MMFF-Net improves angle prediction accuracy.

The scheme increases achievable data rates.

It reduces communication outage probability.

Abstract

The future of vehicular communication networks relies on mmWave massive multi-input-multi-output antenna arrays for intensive data transfer and massive vehicle access. However, reliable vehicle-to-infrastructure links require exact alignment between the narrow beams, which traditionally involves excessive signaling overhead. To address this issue, we propose a novel proactive beamforming scheme that integrates multi-modal sensing and communications via Multi-Modal Feature Fusion Network (MMFF-Net), which is composed of multiple neural network components with distinct functions. Unlike existing methods that rely solely on communication processing, our approach obtains comprehensive environmental features to improve beam alignment accuracy.
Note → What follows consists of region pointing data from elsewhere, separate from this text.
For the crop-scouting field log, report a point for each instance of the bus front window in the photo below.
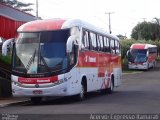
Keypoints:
(137, 55)
(41, 52)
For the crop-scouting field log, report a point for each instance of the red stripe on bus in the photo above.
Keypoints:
(37, 80)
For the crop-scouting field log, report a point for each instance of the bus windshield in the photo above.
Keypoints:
(137, 55)
(41, 52)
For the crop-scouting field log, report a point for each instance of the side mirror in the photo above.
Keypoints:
(72, 40)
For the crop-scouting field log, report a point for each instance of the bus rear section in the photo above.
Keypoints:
(142, 56)
(58, 58)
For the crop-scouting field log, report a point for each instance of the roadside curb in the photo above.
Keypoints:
(13, 103)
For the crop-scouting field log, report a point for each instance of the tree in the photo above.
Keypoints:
(19, 5)
(146, 30)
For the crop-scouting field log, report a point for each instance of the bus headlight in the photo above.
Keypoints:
(145, 63)
(60, 81)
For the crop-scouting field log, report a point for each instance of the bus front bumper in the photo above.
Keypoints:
(58, 90)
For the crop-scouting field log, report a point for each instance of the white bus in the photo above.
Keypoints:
(63, 58)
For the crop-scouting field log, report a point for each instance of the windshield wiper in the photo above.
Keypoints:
(30, 61)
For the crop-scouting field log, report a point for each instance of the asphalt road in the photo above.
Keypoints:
(138, 94)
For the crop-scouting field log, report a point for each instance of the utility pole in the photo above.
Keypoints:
(109, 14)
(37, 9)
(144, 19)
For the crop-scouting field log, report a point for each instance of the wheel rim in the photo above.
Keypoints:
(82, 92)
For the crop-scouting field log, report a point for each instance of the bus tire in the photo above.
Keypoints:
(36, 100)
(111, 88)
(81, 95)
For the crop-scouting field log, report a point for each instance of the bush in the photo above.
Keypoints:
(125, 45)
(6, 59)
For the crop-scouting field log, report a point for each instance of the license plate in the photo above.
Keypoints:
(37, 92)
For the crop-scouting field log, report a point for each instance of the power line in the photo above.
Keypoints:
(109, 14)
(37, 9)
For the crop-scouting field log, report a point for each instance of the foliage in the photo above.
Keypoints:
(6, 59)
(17, 4)
(125, 45)
(146, 30)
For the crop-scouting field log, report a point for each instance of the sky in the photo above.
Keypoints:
(126, 14)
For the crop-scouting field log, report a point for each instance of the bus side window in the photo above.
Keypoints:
(98, 43)
(101, 43)
(106, 44)
(117, 47)
(93, 41)
(85, 40)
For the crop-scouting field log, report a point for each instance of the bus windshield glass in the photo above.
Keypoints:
(41, 52)
(137, 55)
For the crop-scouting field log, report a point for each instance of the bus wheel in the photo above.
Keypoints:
(111, 88)
(36, 100)
(80, 96)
We verify our scheme on the Vision-Wireless (ViWi) dataset, which we enriched with realistic vehicle drifting behavior. Our proposed MMFF-Net achieves more accurate and stable angle prediction, which in turn increases the achievable rates and reduces the communication system outage probability. Even in complex dynamic scenarios with adverse environment conditions, robust prediction results can be guaranteed, demonstrating the feasibility and practicality of the proposed proactive beamforming approach.